本シリーズでは、「負けないFXトレーダーを育てる」をコンセプトに、過去に為替ディーラーとして様々な失敗を経験してきた私が、どのように工夫して少しずつ上達していったのか体験談をお伝えしていきます。新人ディーラー(新人の個人投資家)にありがちな落とし穴と、その対策などを通じて、読者のみなさまの実力UPの参考にして頂きたいと考えています。

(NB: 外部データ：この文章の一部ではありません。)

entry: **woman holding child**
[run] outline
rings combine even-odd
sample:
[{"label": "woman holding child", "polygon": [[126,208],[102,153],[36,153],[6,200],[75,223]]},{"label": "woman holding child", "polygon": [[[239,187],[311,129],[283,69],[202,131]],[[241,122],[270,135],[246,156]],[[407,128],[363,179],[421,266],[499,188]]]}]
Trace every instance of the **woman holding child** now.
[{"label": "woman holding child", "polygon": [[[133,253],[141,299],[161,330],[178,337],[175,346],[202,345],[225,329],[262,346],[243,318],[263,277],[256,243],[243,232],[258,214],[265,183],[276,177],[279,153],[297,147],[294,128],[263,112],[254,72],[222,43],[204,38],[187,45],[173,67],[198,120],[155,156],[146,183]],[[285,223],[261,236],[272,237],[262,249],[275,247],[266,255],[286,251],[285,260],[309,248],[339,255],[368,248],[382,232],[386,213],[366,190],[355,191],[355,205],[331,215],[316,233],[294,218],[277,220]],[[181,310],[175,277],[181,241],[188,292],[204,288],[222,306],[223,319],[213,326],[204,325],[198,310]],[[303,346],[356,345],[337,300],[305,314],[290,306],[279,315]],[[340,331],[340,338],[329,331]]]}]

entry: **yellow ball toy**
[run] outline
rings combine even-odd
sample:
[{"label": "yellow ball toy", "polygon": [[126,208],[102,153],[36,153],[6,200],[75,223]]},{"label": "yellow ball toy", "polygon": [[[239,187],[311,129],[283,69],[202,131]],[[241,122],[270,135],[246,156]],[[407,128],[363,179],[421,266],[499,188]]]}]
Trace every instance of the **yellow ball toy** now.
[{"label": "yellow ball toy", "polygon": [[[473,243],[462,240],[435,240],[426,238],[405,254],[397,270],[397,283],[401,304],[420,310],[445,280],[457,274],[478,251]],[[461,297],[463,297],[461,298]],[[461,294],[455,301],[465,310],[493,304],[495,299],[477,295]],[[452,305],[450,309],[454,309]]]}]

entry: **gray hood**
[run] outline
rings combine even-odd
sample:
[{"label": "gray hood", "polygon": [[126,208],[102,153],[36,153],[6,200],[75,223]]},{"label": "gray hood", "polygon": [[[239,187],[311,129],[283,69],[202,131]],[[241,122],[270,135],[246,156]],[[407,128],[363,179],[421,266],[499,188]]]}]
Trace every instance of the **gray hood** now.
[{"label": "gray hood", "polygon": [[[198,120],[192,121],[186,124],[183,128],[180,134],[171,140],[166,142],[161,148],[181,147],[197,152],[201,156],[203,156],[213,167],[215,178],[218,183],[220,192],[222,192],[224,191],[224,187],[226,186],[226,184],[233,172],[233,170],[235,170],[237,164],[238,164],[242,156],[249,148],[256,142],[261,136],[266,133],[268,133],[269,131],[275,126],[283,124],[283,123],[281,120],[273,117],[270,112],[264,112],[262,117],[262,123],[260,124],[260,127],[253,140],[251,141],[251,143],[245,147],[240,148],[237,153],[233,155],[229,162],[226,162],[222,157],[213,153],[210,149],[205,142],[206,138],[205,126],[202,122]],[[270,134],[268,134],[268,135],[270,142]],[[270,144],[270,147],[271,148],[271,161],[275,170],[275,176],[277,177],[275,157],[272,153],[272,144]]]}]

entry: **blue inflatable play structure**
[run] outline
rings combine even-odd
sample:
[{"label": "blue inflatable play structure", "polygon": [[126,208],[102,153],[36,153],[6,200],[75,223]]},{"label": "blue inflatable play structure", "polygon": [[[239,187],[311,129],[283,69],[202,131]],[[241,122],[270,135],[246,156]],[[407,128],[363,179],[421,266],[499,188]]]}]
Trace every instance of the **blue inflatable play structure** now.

第9回目は「一日の流れ(イベント)を把握しトレードに役立てよう」です。早速みていきましょう。

目次

1.FX市場の特性を理解する
2. 実際の一日の流れを体感する
3. 実際に手を動かしてみよう

1.FX市場の特性を理解する

FXはその市場の特性として24時間取引が行われるため、私たちはついつい「時間の概念」を軽視してしまい、チャート分析やテクニカル分析に終始してしまうことがあると思います。

しかしどんなにチャートやレートを眺めても相場が動きにくい時間帯や、相場が反転しやすい時間帯があると考えます。あくまで経験則であり、正確にデータを取得しているわけではないのですが、まず間違いない事実として自分の中では確信しています。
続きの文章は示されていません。